Pour nous autres européens, c’est le fruit exotique par définition. Le durian est tout aussi connu pour son odeur nauséabonde, que pour son goût très apprécié surtout en Extrême-Orient. Un paradoxe pour un fruit recherché sur les marchés et par contre, bannis dans des transports publics et de nombreux hôtels. Tout ceci, a amené des chercheurs à expliquer les raisons de son arôme particulier et surtout comprendre les causes de sa surprenante pestilence.

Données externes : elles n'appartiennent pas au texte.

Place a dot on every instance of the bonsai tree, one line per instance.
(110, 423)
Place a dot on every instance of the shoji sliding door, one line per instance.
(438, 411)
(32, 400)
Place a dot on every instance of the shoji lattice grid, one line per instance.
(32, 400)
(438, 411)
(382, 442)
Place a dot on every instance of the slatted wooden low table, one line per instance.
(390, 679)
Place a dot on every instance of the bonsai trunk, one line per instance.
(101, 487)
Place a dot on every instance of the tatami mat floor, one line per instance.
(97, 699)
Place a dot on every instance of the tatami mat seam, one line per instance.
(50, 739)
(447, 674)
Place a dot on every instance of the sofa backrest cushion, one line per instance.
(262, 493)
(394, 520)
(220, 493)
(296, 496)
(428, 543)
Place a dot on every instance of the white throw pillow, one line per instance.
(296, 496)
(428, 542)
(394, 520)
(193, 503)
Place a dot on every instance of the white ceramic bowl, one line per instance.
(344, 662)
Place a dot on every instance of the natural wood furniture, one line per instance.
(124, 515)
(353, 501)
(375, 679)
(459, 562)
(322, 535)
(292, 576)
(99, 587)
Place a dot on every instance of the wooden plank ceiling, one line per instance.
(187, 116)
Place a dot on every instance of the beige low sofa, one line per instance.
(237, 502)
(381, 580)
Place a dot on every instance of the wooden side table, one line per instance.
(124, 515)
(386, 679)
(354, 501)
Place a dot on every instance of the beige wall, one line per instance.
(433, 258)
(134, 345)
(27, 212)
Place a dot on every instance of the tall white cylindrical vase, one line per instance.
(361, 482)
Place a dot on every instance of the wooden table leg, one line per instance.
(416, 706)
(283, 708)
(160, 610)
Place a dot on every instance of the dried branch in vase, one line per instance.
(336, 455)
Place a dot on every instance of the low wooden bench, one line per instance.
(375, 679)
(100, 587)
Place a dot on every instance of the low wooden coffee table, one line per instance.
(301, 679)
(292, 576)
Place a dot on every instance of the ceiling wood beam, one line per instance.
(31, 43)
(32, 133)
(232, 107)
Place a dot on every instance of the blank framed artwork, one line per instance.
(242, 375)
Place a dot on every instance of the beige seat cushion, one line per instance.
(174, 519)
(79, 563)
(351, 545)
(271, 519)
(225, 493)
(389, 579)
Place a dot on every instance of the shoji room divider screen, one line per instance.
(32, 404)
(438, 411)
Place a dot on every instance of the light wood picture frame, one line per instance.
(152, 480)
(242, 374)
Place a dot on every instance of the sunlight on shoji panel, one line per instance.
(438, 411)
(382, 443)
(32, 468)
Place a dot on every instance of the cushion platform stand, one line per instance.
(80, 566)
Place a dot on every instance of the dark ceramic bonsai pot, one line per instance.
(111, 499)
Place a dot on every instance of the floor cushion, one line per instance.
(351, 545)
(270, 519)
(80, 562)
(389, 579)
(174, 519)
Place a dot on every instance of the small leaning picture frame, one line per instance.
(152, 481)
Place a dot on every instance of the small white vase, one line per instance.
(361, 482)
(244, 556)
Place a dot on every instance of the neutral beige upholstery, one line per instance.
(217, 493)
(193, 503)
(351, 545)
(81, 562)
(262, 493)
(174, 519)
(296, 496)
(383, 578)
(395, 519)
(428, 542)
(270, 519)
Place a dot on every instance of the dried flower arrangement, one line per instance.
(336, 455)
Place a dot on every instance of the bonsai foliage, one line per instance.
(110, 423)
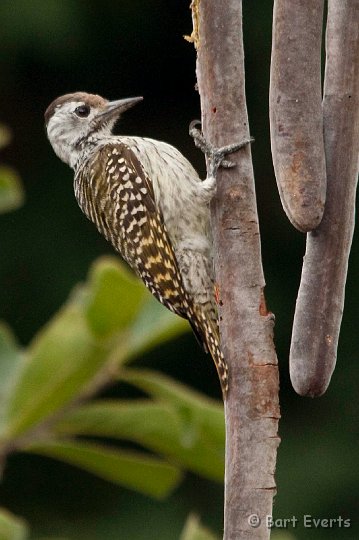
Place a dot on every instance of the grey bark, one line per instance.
(296, 119)
(252, 407)
(321, 295)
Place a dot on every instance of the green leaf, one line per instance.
(12, 527)
(10, 363)
(174, 431)
(130, 469)
(154, 325)
(60, 361)
(112, 297)
(193, 406)
(193, 530)
(11, 192)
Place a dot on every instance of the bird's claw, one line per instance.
(216, 156)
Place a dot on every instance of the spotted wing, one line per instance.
(124, 209)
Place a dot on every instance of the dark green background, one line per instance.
(120, 49)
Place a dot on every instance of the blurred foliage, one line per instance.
(120, 49)
(45, 391)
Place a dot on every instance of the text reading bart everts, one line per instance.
(307, 521)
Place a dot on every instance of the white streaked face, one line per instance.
(70, 123)
(71, 120)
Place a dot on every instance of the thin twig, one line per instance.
(321, 295)
(251, 408)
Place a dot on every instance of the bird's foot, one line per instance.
(216, 156)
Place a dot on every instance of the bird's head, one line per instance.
(73, 120)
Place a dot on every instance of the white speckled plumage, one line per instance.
(149, 202)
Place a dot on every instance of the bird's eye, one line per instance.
(82, 111)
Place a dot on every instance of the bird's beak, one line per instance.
(113, 109)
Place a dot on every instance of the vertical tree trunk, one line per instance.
(251, 408)
(316, 324)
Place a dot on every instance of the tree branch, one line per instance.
(296, 118)
(251, 408)
(320, 300)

Ce sont des chercheurs de l’Institut Leibniz de biologie des systèmes alimentaires et de l’Université technique de Munich, qui ont fait ses recherches. Il a fallu dans un premier temps, distinguer les différents effluves nauséabonds des durians mûrs. Elles sont en fait constituées de 19 composés odorants. Cependant, parmi ces 19 molécules, une seule serait responsable de la puanteur du fruit. Au bout du compte, ils ont mis en évidence que l’odeur du durian, est due en particulier à la libération d’une petite molécule très volatile, appelée éthanethiol. Elle-même, produit par un autre composé appelée l’éthionine.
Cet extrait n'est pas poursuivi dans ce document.